One of them was the cleanup of the Market Street neighborhood in Philadelphia, where I lived and had my printshop. I successfully organized my neighboring shop owners to band together and pay for street sweeping services, so that not only their places of business, but also their homes, would be free of the dust that always came in from the nearby farmers market. So you see, a proper cleanup was something I took very seriously.
Secretive radioactive Waste Isolation project goes public.
I have just heard, however, that there is now another type of cleanup that is even more serious. This will be happening in the southwestern part of our country, I’m told. One of my acquaintances, who happened to live for some time in those frontier lands of New Mexico (a little after my time, they were still frontier; I understand that they are a bit more developed now), has reported that there is a problem with something called radioactive waste, which has begun leaking underground. (You can read more about the story at http://news.yahoo.com/13-were-exposed-radiation-mexico-plant-104539935.html)

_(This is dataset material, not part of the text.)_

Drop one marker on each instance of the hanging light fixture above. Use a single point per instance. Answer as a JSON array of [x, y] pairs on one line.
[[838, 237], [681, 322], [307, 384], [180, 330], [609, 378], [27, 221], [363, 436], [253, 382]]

Even though I achieved great fame as a scientist, I must confess I do not know much about this thing called radioactivity – except that it is something very dangerous to human beings, with the potential to cause great sickness and even death.
The background, Ben?
Since this country, I have learned, produces a great deal of radioactive waste as an everyday part of life (from hospitals, businesses, nuclear power plants), there is a need to dispose of it in a safe way. More than a dozen years ago, a plan was put into place to truck all this highly dangerous waste to an isolated place in New Mexico, near the Carlsbad Caverns, and hide it there indefinitely.

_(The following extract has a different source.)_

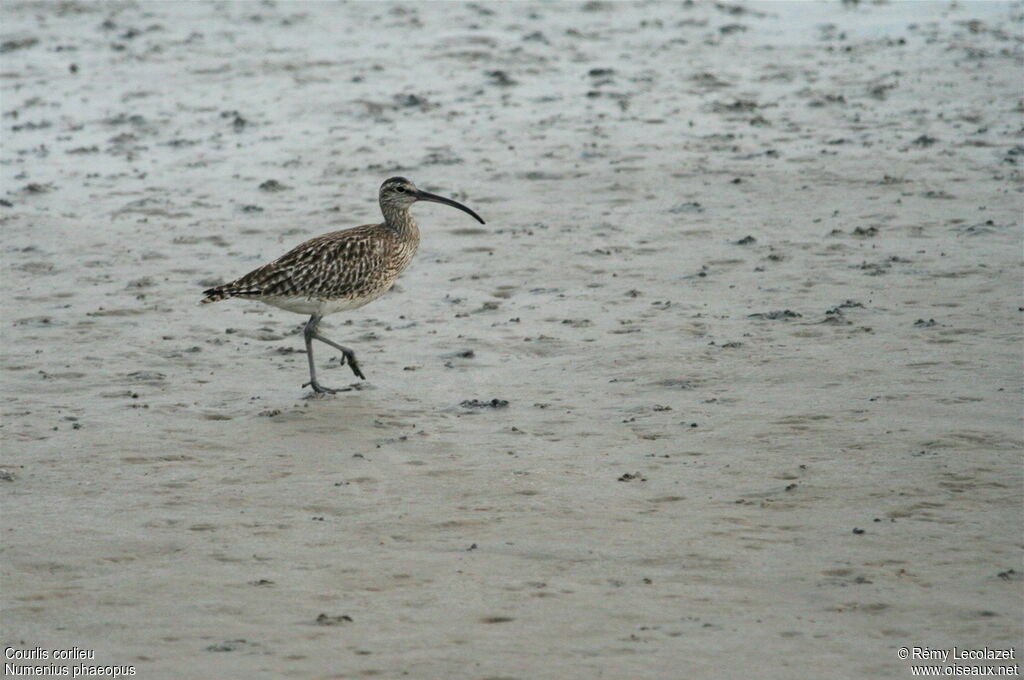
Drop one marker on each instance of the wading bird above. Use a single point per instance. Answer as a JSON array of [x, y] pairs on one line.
[[340, 270]]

The project – knowledge of which was pretty much limited to the New Mexico area, as the result of public officials and news media from elsewhere thinking it was just an unimportant local story – was kept under wraps for some time. True, there were a number of public outcries in New Mexico, some from the native American people through whose towns the waste would have to travel. But, on the whole, nobody east of New Mexico had ever heard of this “Waste Isolation Pilot Project,” or WIPP, as it was called.
Now, however, there are reports in the news that some of the specially designed waste containers are suspected to have developed leaks, because thirteen workers who were above ground the night of the leak have tested positive for radiation.
Bigger than Three Mile Island?
As a newspaperman, I smell a major scoop. This could be one of the biggest stories of the year, much like that Three Mile Island disaster that I understand happened about 35 years ago.
With the presence now of this thing you call “the internet,” I suspect that a story like this could go “viral,” revealing the entire controversial coverup that has occurred over these many years. Why was there never widespread knowledge of this project, before this? And what dangers are we not being told about?
There could be some interesting news developing around this coverup!